Revilla Lluís, Mayorgas Aida, Corraliza Ana M, Masamunt Maria C, Metwaly Amira, Haller Dirk, Tristán Eva, Carrasco Anna, Esteve Maria, Panés Julian, Ricart Elena, Lozano Juan J, Salas Azucena
Centro de Investigación Biomédica en Red de Enfermedades Hepática y Digestivas (CIBERehd), Barcelona, Spain.
Department of Gastroenterology, IDIBAPS, Hospital Clínic, Barcelona, Spain.
PLoS One. 2021 Feb 8;16(2):e0246367. doi: 10.1371/journal.pone.0246367. eCollection 2021.
Personalized medicine requires finding relationships between variables that influence a patient's phenotype and predicting an outcome. Sparse generalized canonical correlation analysis identifies relationships between different groups of variables. This method requires establishing a model of the expected interaction between those variables. Describing these interactions is challenging when the relationship is unknown or when there is no pre-established hypothesis. Thus, our aim was to develop a method to find the relationships between microbiome and host transcriptome data and the relevant clinical variables in a complex disease, such as Crohn's disease.

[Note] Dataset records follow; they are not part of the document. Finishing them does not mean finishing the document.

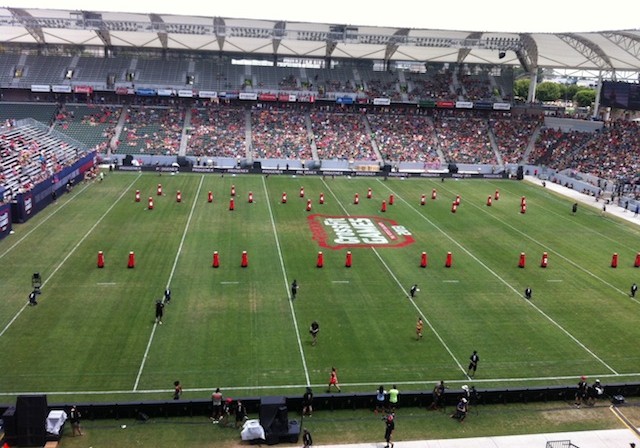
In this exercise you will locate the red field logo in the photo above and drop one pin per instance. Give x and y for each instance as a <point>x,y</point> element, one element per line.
<point>340,232</point>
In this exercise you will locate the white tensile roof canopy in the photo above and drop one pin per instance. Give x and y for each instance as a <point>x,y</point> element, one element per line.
<point>600,51</point>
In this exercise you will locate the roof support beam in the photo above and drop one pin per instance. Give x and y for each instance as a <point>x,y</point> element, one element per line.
<point>588,49</point>
<point>162,30</point>
<point>27,21</point>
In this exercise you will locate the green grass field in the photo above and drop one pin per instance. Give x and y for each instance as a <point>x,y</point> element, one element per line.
<point>93,338</point>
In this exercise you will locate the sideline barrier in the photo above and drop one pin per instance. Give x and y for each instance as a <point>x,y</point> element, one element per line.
<point>334,401</point>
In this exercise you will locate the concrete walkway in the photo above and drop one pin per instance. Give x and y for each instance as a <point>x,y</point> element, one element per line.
<point>612,438</point>
<point>612,209</point>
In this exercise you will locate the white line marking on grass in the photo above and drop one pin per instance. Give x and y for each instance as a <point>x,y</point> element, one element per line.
<point>173,270</point>
<point>419,383</point>
<point>286,284</point>
<point>4,330</point>
<point>44,220</point>
<point>503,281</point>
<point>568,260</point>
<point>422,314</point>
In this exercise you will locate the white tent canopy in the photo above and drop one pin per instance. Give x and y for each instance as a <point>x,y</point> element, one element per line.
<point>601,51</point>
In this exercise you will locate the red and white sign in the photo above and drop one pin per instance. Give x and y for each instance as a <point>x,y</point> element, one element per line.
<point>340,232</point>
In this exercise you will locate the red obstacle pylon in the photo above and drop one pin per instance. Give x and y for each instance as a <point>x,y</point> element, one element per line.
<point>245,259</point>
<point>522,260</point>
<point>423,260</point>
<point>216,260</point>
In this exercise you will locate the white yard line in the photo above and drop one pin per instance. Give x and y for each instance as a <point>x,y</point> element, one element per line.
<point>173,270</point>
<point>419,385</point>
<point>44,220</point>
<point>57,268</point>
<point>422,313</point>
<point>503,281</point>
<point>286,284</point>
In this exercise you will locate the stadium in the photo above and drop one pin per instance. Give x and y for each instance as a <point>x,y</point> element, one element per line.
<point>225,160</point>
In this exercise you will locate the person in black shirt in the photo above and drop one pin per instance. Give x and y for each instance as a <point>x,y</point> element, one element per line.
<point>438,395</point>
<point>473,363</point>
<point>74,418</point>
<point>314,330</point>
<point>159,311</point>
<point>390,426</point>
<point>581,391</point>
<point>306,438</point>
<point>177,390</point>
<point>307,402</point>
<point>241,414</point>
<point>461,410</point>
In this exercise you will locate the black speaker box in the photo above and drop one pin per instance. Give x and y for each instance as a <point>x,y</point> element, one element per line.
<point>10,426</point>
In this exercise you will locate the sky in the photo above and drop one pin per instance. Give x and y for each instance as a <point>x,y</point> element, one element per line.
<point>545,16</point>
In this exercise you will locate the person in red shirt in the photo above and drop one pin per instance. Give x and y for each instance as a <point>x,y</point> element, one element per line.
<point>333,380</point>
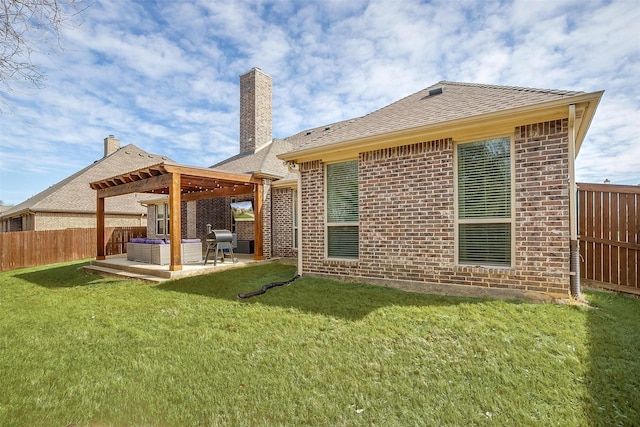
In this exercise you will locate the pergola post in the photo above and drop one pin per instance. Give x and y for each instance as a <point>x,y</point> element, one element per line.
<point>175,222</point>
<point>100,235</point>
<point>258,251</point>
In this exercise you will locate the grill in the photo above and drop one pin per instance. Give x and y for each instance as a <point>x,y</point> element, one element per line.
<point>218,241</point>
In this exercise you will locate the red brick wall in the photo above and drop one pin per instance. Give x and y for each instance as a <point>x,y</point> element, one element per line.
<point>282,225</point>
<point>407,223</point>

We present here a method to identify interactions based on canonical correlation analysis. We show that the model is the most important factor to identify relationships between blocks using a dataset of Crohn's disease patients with longitudinal sampling. First the analysis was tested in two previously published datasets: a glioma and a Crohn's disease and ulcerative colitis dataset where we describe how to select the optimum parameters. Using such parameters, we analyzed our Crohn's disease data set. We selected the model with the highest inner average variance explained to identify relationships between transcriptome, gut microbiome and clinically relevant variables. Adding the clinically relevant variables improved the average variance explained by the model compared to multiple co-inertia analysis.

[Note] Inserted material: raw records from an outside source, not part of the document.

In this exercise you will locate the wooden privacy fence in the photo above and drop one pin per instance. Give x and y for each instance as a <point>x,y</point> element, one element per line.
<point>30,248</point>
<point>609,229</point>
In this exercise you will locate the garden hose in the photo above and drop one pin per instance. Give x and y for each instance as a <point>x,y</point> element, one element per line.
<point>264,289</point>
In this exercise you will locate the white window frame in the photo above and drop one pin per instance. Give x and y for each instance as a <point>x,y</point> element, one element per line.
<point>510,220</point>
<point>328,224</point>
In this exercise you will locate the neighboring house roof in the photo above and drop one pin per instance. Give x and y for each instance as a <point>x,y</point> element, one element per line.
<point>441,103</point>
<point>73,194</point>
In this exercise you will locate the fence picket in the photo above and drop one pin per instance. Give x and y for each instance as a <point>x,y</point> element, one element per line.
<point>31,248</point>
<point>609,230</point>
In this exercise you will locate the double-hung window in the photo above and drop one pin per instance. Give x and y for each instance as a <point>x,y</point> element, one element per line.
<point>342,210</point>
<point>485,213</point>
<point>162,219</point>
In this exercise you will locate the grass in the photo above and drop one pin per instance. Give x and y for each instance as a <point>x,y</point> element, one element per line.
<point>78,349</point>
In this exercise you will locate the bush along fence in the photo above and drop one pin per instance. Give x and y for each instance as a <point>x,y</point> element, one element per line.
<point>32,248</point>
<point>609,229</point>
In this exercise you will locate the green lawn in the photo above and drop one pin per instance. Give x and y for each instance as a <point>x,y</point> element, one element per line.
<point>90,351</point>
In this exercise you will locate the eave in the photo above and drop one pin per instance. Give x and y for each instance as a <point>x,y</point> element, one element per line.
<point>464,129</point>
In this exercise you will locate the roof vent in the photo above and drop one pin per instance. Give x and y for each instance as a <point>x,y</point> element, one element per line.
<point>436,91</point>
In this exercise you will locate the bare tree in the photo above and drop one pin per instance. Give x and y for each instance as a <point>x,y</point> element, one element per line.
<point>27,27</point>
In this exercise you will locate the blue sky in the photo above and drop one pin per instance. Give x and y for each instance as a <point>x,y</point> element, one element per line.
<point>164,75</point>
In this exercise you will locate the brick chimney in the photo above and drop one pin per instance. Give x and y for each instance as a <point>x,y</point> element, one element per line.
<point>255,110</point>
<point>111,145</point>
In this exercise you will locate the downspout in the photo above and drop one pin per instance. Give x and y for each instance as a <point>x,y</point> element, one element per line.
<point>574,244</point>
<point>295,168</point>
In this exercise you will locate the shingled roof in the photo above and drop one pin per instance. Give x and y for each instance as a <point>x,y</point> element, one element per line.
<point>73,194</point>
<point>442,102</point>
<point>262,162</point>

The methodology described herein provides a general framework for identifying interactions between sets of omic data and clinically relevant variables. Following this method, we found genes and microorganisms that were related to each other independently of the model, while others were specific to the model used. Thus, model selection proved crucial to finding the existing relationships in multi-omics datasets.
个性化医疗需要找出影响患者表型的变量之间的关系,并预测结果。稀疏广义典型相关分析可识别不同变量组之间的关系。该方法需要建立这些变量之间预期相互作用的模型。当关系未知或没有预先建立的假设时,描述这些相互作用具有挑战性。因此,我们的目标是开发一种方法,以找出复杂疾病(如克罗恩病)中微生物组与宿主转录组数据以及相关临床变量之间的关系。
我们在此提出一种基于典型相关分析来识别相互作用的方法。我们表明,使用纵向采样的克罗恩病患者数据集时,该模型是识别不同数据块之间关系的最重要因素。首先,在两个先前发表的数据集上对该分析进行了测试:一个胶质瘤数据集以及一个克罗恩病和溃疡性结肠炎数据集,我们在其中描述了如何选择最佳参数。使用这些参数,我们分析了我们的克罗恩病数据集。我们选择了具有最高内部平均可解释方差的模型,以识别转录组、肠道微生物组和临床相关变量之间的关系。与多重协惯性分析相比,添加临床相关变量提高了模型的平均可解释方差。
本文所述方法提供了一个用于识别组学数据与临床相关变量之间相互作用的通用框架。按照此方法,我们发现了一些基因和微生物,它们相互之间的关系独立于模型,而其他一些则特定于所使用的模型。因此,模型选择对于在多组学数据集中发现现有关系至关重要。